University of Leuven, Belgium
Belgian Dutch and Netherlandic Dutch are very closely related languages from a diachronic as well as a synchronic point of view, which implicates that these language varieties are to a great extent mutually comprehensible. Nevertheless, as is illustrated by the subtitling of several TV programmes, certain differences exist between the Dutch language varieties in both countries. Additionally, the same holds for the different regiolects within (especially) Flanders and the Netherlands (Van Bezooijen, R. & R. van den Berg 1999).
Recently, much descriptive work has been done on these existing linguistic distances, as well as on the role of some extra-linguistic factors which can predict the success of mutual communication (Gooskens 2006). However, for the Dutch situation previous research has exclusively examined this topic by means of subjective introspection by informants; no research exists that carries out statistically supported measurements to investigate intelligibility. Therefore, this study is innovative in the field: it measures every (extra)linguistic factor by a specifically developed method.

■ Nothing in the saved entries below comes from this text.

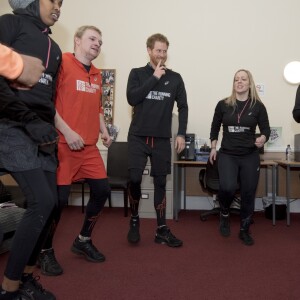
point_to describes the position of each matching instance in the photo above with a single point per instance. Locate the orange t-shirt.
(78, 98)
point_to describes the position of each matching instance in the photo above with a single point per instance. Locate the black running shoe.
(87, 249)
(4, 295)
(133, 235)
(164, 236)
(31, 289)
(224, 225)
(48, 263)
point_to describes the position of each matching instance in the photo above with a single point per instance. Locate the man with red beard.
(152, 92)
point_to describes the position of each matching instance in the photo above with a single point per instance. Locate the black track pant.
(39, 189)
(243, 170)
(99, 191)
(159, 194)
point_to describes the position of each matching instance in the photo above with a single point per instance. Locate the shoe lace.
(52, 258)
(36, 284)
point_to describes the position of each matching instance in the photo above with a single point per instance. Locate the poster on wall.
(108, 94)
(275, 140)
(108, 101)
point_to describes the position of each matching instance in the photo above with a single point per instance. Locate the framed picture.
(108, 94)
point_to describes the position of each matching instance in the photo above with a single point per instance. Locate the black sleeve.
(137, 90)
(296, 110)
(10, 105)
(263, 122)
(182, 106)
(216, 122)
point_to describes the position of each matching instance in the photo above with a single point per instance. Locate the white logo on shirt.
(160, 96)
(86, 87)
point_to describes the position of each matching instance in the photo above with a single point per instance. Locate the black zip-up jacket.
(27, 34)
(239, 136)
(153, 101)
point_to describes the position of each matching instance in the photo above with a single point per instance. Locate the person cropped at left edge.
(28, 154)
(22, 69)
(238, 157)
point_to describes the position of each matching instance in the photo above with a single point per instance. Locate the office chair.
(209, 181)
(117, 170)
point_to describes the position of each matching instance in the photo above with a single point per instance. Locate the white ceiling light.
(292, 72)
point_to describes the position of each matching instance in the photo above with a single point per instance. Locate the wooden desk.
(179, 182)
(288, 165)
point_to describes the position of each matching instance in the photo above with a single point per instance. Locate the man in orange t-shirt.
(79, 120)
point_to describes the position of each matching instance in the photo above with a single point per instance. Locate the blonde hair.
(81, 30)
(253, 94)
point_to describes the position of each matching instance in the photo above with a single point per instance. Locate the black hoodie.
(27, 34)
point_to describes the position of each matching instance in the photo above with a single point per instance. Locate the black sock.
(26, 276)
(5, 295)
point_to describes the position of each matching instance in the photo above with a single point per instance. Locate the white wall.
(209, 41)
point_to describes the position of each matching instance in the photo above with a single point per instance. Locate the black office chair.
(209, 181)
(117, 170)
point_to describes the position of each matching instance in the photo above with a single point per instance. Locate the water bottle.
(288, 153)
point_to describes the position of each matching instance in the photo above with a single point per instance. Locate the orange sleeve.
(11, 65)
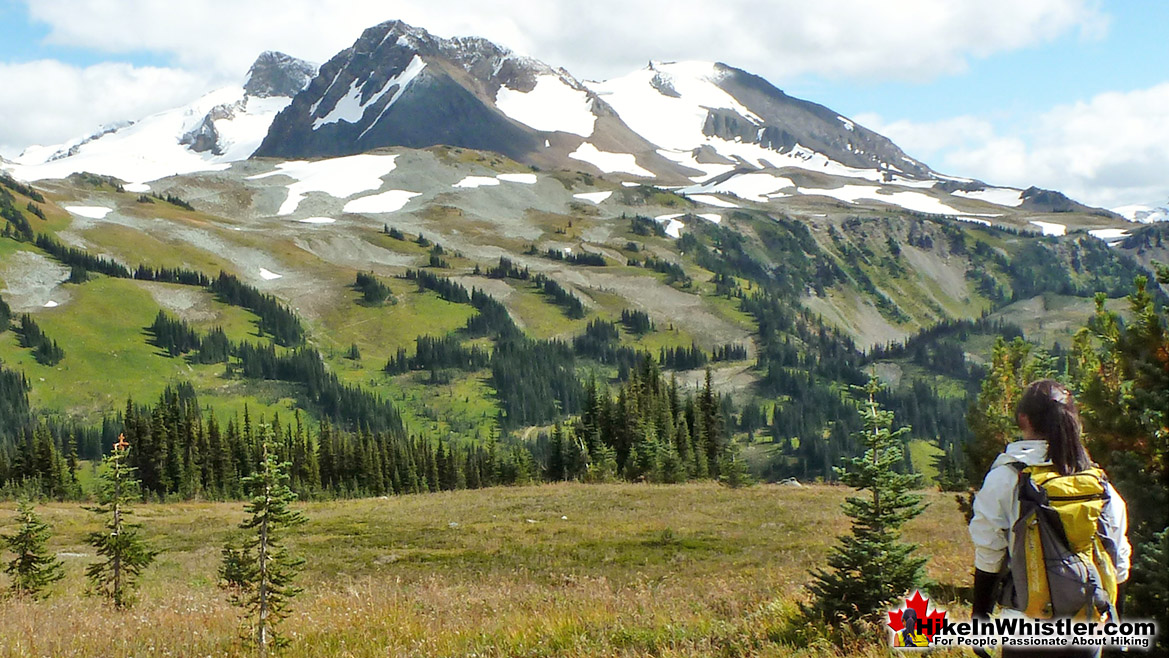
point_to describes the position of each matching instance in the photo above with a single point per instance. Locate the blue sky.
(1052, 92)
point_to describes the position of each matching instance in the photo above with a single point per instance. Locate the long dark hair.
(910, 618)
(1051, 410)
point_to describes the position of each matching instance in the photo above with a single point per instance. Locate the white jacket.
(996, 507)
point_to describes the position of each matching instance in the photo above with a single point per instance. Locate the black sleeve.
(1120, 598)
(983, 594)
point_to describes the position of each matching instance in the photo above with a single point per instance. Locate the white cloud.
(896, 40)
(1107, 151)
(212, 42)
(47, 102)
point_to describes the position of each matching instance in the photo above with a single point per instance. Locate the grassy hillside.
(554, 570)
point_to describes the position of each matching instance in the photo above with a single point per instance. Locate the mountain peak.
(276, 74)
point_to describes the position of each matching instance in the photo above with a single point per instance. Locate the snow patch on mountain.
(477, 181)
(594, 196)
(755, 186)
(551, 105)
(339, 177)
(391, 201)
(997, 195)
(525, 179)
(91, 212)
(711, 200)
(908, 200)
(672, 224)
(1050, 228)
(608, 161)
(668, 103)
(1142, 214)
(1108, 234)
(351, 109)
(150, 149)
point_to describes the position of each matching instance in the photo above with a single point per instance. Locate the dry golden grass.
(547, 570)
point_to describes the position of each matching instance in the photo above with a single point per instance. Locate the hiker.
(1049, 479)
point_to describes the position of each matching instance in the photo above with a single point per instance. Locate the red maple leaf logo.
(929, 622)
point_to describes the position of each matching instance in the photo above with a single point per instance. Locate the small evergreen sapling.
(124, 553)
(871, 567)
(260, 573)
(34, 568)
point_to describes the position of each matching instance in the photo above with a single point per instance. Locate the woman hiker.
(1048, 469)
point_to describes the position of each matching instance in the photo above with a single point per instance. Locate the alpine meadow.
(436, 350)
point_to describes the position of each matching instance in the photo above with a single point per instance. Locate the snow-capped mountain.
(705, 127)
(400, 85)
(716, 118)
(1143, 214)
(221, 127)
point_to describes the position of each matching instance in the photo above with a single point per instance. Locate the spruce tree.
(871, 567)
(262, 570)
(33, 568)
(124, 553)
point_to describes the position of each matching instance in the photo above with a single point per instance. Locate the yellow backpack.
(1062, 560)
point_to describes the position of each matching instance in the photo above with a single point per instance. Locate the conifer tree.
(991, 417)
(871, 566)
(33, 568)
(124, 553)
(733, 469)
(263, 569)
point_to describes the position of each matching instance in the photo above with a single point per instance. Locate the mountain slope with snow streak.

In this project, the linguistic variance of the Low Countries is well represented. Although it does not focus on dialects (as was always the case in previous studies), it includes a Netherlandic and Belgian realisation of standard language as well as four more peripheral, colloquial varieties from both countries. All of these varieties are evaluated by secondary school students through a computer-controlled spoken lexical decision task. The informants heard ‘real’ as well as ‘pseudo’-words in various Dutch varieties, after which they had to decide as quickly as possible whether the presented words were existing Dutch words or not. The faster their reaction, the better the intelligibility.

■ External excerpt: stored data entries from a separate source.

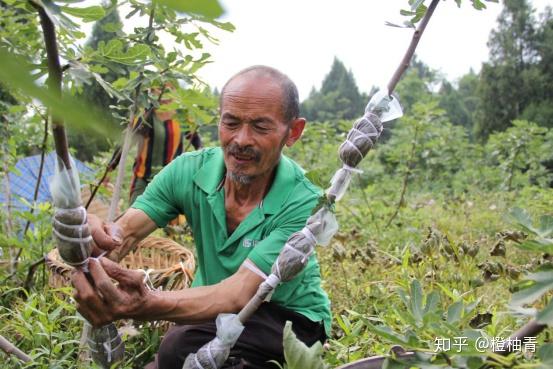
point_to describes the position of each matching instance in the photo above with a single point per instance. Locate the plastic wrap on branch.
(70, 223)
(386, 107)
(74, 244)
(323, 225)
(361, 139)
(294, 255)
(213, 354)
(106, 345)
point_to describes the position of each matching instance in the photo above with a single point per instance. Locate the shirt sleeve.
(166, 196)
(267, 250)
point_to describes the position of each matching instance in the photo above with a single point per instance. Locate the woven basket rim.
(187, 263)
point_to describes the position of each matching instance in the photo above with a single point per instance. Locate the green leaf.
(546, 226)
(478, 5)
(523, 219)
(208, 8)
(455, 312)
(16, 72)
(543, 282)
(387, 332)
(545, 316)
(298, 355)
(545, 353)
(112, 27)
(543, 245)
(88, 14)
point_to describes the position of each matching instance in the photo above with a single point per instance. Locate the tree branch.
(39, 179)
(54, 83)
(10, 349)
(412, 47)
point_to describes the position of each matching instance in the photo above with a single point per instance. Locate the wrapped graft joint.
(360, 139)
(294, 255)
(323, 225)
(106, 345)
(74, 244)
(213, 354)
(386, 107)
(340, 182)
(70, 222)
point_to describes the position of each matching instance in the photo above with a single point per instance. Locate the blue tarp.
(22, 184)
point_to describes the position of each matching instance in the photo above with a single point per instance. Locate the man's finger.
(104, 285)
(89, 303)
(125, 277)
(101, 234)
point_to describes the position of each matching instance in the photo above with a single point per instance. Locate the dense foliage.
(433, 237)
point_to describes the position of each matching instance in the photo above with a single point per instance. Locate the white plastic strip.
(273, 280)
(248, 264)
(304, 256)
(210, 356)
(351, 169)
(72, 239)
(198, 365)
(70, 226)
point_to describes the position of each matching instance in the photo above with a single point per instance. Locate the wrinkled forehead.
(253, 84)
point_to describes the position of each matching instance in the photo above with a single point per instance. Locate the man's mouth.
(244, 155)
(243, 158)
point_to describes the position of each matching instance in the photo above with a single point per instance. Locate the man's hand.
(107, 237)
(100, 301)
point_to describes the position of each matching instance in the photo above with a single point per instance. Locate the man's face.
(252, 128)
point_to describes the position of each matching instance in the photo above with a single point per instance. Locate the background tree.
(108, 28)
(339, 97)
(515, 83)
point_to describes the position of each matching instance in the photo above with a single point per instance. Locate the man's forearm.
(194, 305)
(190, 306)
(133, 226)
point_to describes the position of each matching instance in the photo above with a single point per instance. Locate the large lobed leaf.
(298, 355)
(16, 72)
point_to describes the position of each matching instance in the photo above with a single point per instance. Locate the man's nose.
(244, 136)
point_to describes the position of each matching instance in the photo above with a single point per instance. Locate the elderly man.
(242, 201)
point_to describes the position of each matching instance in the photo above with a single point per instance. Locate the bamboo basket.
(171, 266)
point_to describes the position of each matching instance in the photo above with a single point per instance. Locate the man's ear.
(296, 129)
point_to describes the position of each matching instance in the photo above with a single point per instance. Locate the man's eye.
(261, 127)
(230, 124)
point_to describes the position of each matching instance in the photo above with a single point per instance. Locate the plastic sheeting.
(74, 244)
(213, 354)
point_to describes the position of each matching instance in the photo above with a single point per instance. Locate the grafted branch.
(412, 47)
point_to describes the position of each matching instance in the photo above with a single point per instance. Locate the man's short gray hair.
(290, 96)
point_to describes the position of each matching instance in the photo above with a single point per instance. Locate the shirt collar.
(211, 173)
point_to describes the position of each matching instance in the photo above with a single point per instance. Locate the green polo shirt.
(191, 185)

We selected the words via a Stable Lexical Marker analysis on three corpora (blogs – footballfora – CGN). This analysis highlighted the typical lexical items of each (sub)corpus. We selected binational words (which only differ phonetically between the different varieties), national words (which are typically Flemish or Dutch) and regional words (which are lexically specific for a certain region).

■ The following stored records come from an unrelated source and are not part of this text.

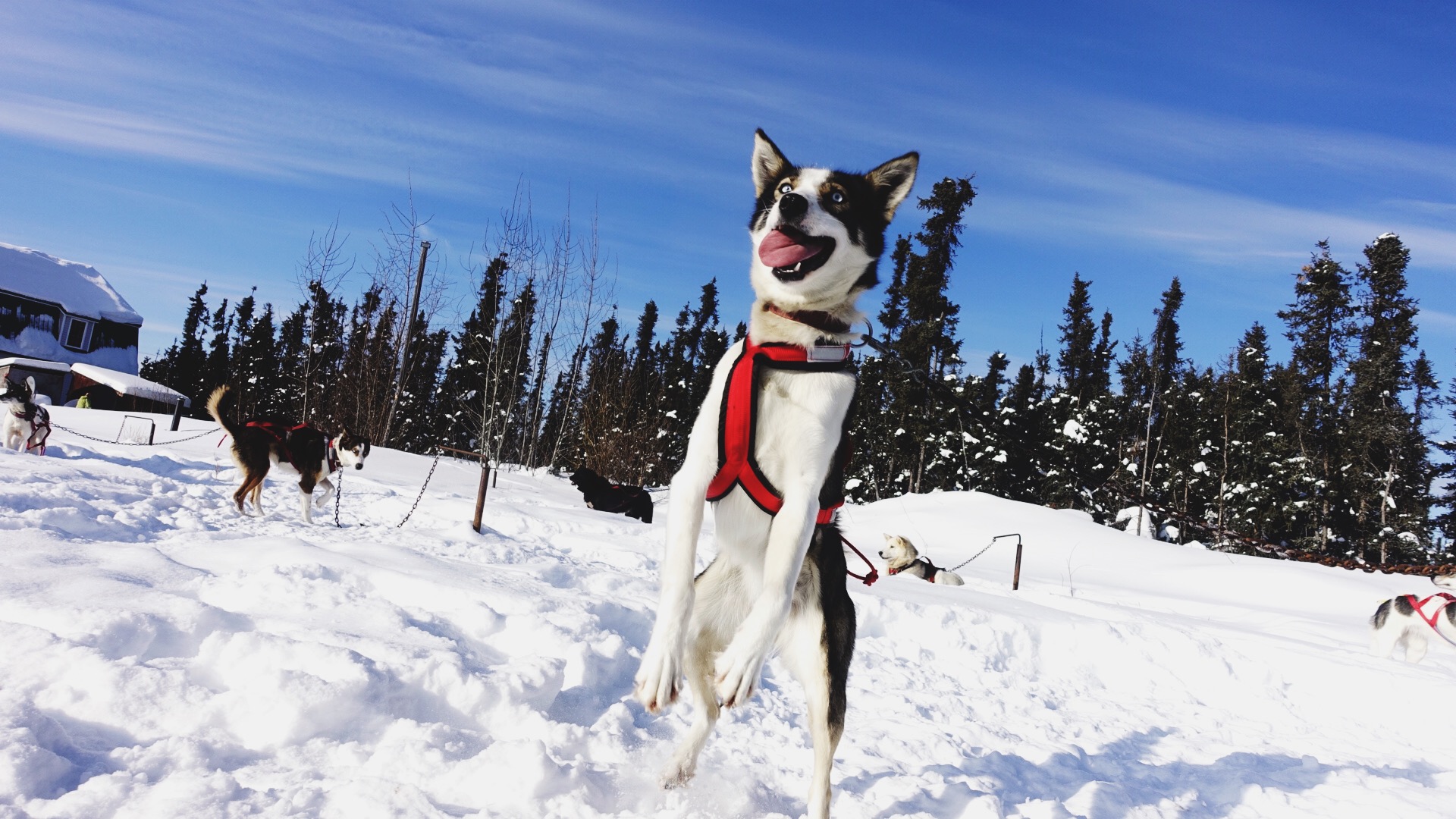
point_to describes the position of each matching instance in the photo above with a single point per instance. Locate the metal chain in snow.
(973, 557)
(136, 442)
(983, 551)
(438, 452)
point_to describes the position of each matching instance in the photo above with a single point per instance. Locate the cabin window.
(77, 334)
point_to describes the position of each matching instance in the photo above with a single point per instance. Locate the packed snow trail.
(165, 656)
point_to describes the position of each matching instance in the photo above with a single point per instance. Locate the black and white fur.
(604, 496)
(303, 452)
(25, 425)
(902, 557)
(1397, 623)
(778, 582)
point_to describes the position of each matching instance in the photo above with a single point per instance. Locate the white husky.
(766, 447)
(25, 425)
(903, 558)
(1411, 621)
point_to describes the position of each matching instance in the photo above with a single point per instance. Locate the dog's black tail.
(220, 406)
(642, 506)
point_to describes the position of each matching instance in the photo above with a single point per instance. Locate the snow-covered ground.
(162, 656)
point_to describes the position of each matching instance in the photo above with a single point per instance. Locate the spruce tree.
(1388, 475)
(1318, 324)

Furthermore, this experiment will shed light on the precise correlation and impact of the parameters linguistic distance, language attitudes and familiarity on mutual intelligibility. Phonetic distance will be measured by the Levenshtein distance (Kessler 1995), which is an algorithm that expresses phonetic similarity in one number. Lexical distance will be measured by profile-based uniformity (Geeraerts, Grondelaers & Speelman 1999), which compares the words that speakers of different language varieties use for a wide range of concepts. Finally, language attitudes will be measured by attitudinal scales and familiarity by questionnaires.
- Geeraerts, D., S. Grondelaers & D. Speelman 1999. Convergentie en divergentie in de Nederlandse woordenschat. Amsterdam: Meertens Instituut.
- Gooskens, C. 2006. “Linguistic and Extra-Linguistic predictors of inter-Scandinavian intelligibility”. Linguistics in the Netherlands, 23(1): 101-113.
- Kessler, B. 1995. “Computational dialectology in Irish Gaelic”. Proceedings of the European ACL, 60-67. Dublin: ACL.
- Van Bezooijen, R. & R. van den Berg 1999. “Taalvariëteiten in Nederland en Vlaanderen: hoe staat het met hun verstaanbaarheid?”. Taal en Tongval, 51(1): 15-33.